Please show me how to work!
Ethane, C2H6(g) can be made by reaction of hydrogen gas with acetylene, C2H2(g). the standard enthalpies of formation of ethane and acetylene are -84.68 and +226.73 kJ mol-1, respectively. what is the reaction enthalpy for the production of one mole of ethane? Write the balanced chemical equation for the reaction first.
C2H2 + 2H2 ==> CH3CH3
dHrxn = (n*dHf products) - (n*dH reactants).
dHrxn = (n*dHf products) - (n*ch reactants)
The balanced chemical equation for the reaction can be written as:
2C2H2(g) + 5H2(g) -> C2H6(g)
To calculate the reaction enthalpy, you can use the standard enthalpies of formation.

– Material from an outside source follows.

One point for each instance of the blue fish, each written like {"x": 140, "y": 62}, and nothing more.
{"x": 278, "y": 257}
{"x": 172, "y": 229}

The enthalpy change for the reaction is equal to the sum of the standard enthalpies of formation of the products minus the sum of the standard enthalpies of formation of the reactants.
The given standard enthalpies of formation are:
ΔHf° (ethane) = -84.68 kJ mol-1
ΔHf° (acetylene) = +226.73 kJ mol-1
Using the equation, the enthalpy change for the reaction is:
ΔHrxn = (2 x ΔHf° (ethane)) - (2 x ΔHf° (acetylene)) + (5 x 0)
ΔHrxn = (2 x -84.68 kJ mol-1) - (2 x 226.73 kJ mol-1) + (5 x 0)
ΔHrxn = -169.36 kJ mol-1 - (-453.46 kJ mol-1)
ΔHrxn = -169.36 kJ mol-1 + 453.46 kJ mol-1
ΔHrxn = 284.1 kJ mol-1
Therefore, the reaction enthalpy for the production of one mole of ethane is 284.1 kJ mol-1.
To determine the reaction enthalpy for the production of one mole of ethane, we first need to write the balanced chemical equation for the reaction.
The balanced chemical equation for the reaction can be written as follows:
2 C2H2(g) + 5 H2(g) -> 2 C2H6(g)
Now, let's calculate the reaction enthalpy using the enthalpies of formation. The reaction enthalpy is the difference in the sum of the enthalpies of formation of the products and reactants:
ΔH = ∑(ΔHf products) - ∑(ΔHf reactants)
Given the standard enthalpies of formation of ethane (-84.68 kJ mol-1) and acetylene (+226.73 kJ mol-1), we can substitute these values into the equation.
ΔH = (2 × ΔHf C2H6) - (2 × ΔHf C2H2 + 5 × ΔHf H2)
ΔH = (2 × -84.68 kJ mol-1) - (2 × +226.73 kJ mol-1 + 5 × 0 kJ mol-1)
ΔH = -169.36 kJ mol-1 - 453.46 kJ mol-1
ΔH = -622.82 kJ mol-1
Therefore, the reaction enthalpy for the production of one mole of ethane is -622.82 kJ mol-1.